Since, B7H3 has been reported as both co-stimulatory or co-inhibitory molecule for T lymphocytes, the distribution of T lymphocytes was studied in the RB tumors. Our results showed low numbers CD3, CD4 and CD8 expressing T lymphocytes, restricted to the blood vessels (Supplementary material Fig. S1). The paucity of T lymphocytes in the RB sections prevented us from correlating B7H3 expression with T lymphocyte distribution. However, in order to see if B7H3 expression and presence of T lymphocytes are mutually exclusive, we included intraocular tuberculosis, a well-known inflammatory intraocular condition. The immunohistochemistry revealed an overall absence of B7H3 expression with increased T lymphocytes, which prompts the assumption of a mutually exclusive nature of B7H3 expression and T lymphocyte distribution in intraocular inflammatory conditions (Supplementary material Fig. S2). This might suggest at least in RB, B7H3 may be down-modulating the T cell responses, thereby making it a “cold tumor”. It is also to be noted that the mechanism for lack of T cell infiltration in the cold tumors are not limited to lack of T cell activation alone but may include lack of tumor antigens per se or deficiency of an activated T cell to home into the tumor bed25.

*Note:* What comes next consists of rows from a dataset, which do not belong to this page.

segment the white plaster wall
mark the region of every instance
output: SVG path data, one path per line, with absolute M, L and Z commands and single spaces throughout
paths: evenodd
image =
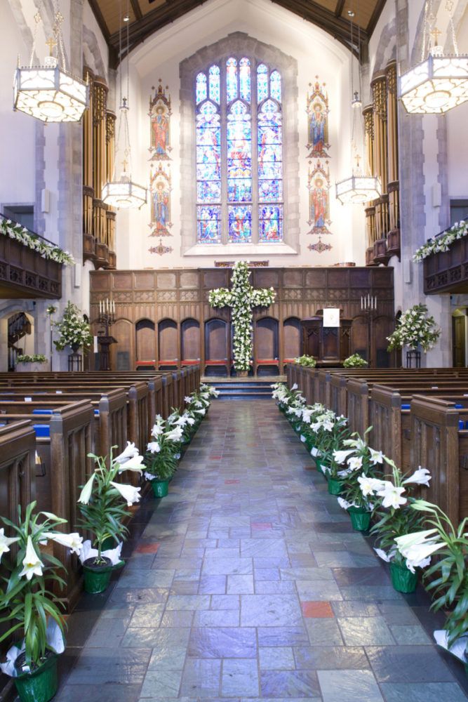
M 364 213 L 351 206 L 343 207 L 335 197 L 335 183 L 351 171 L 349 54 L 330 35 L 300 20 L 296 15 L 267 0 L 210 0 L 192 11 L 169 27 L 152 35 L 131 57 L 131 134 L 133 147 L 133 176 L 142 184 L 149 183 L 148 146 L 149 121 L 147 115 L 152 86 L 162 79 L 169 86 L 172 100 L 172 173 L 173 236 L 163 239 L 163 244 L 172 246 L 173 251 L 160 257 L 150 254 L 148 249 L 157 246 L 159 239 L 149 237 L 148 224 L 149 205 L 140 211 L 119 212 L 117 217 L 117 256 L 119 267 L 171 267 L 211 265 L 222 256 L 182 256 L 179 235 L 180 223 L 180 190 L 179 175 L 180 147 L 178 134 L 179 64 L 200 48 L 240 31 L 268 44 L 272 44 L 297 61 L 298 67 L 298 127 L 300 134 L 300 246 L 294 255 L 272 255 L 265 247 L 265 253 L 251 256 L 252 260 L 269 258 L 271 265 L 330 265 L 354 260 L 358 265 L 364 263 Z M 124 72 L 126 68 L 124 67 Z M 330 218 L 332 235 L 323 235 L 322 241 L 330 243 L 329 252 L 319 254 L 310 251 L 307 246 L 318 241 L 316 235 L 307 235 L 308 191 L 307 187 L 308 161 L 307 115 L 305 112 L 309 84 L 318 75 L 326 84 L 330 112 L 329 140 L 331 144 L 329 161 L 330 171 Z M 125 82 L 125 81 L 124 81 Z M 119 79 L 117 79 L 117 87 Z M 287 109 L 287 106 L 286 106 Z M 194 222 L 194 232 L 196 223 Z M 230 260 L 239 258 L 227 255 Z M 246 258 L 245 256 L 241 258 Z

Overall, the study reveals an increased, but, heterogenous expression of B7H3 in primary RB tumor samples compared to normal retina. The differences in the spatial distribution of B7H3 expression in the RB tumor prompts us to think the varying strategies required for targeting. While the RB tumors or regions rich in B7H3 could benefit by use of anti-B7H3 drug conjugates26 or B7H3 Chimeric Antigen Receptor (CAR)- T cell strategy27 lower levels of B7H3 as seen in severe anaplastic regions of RB tumor or the tumor front invading the optic nerve might require an alternative strategy.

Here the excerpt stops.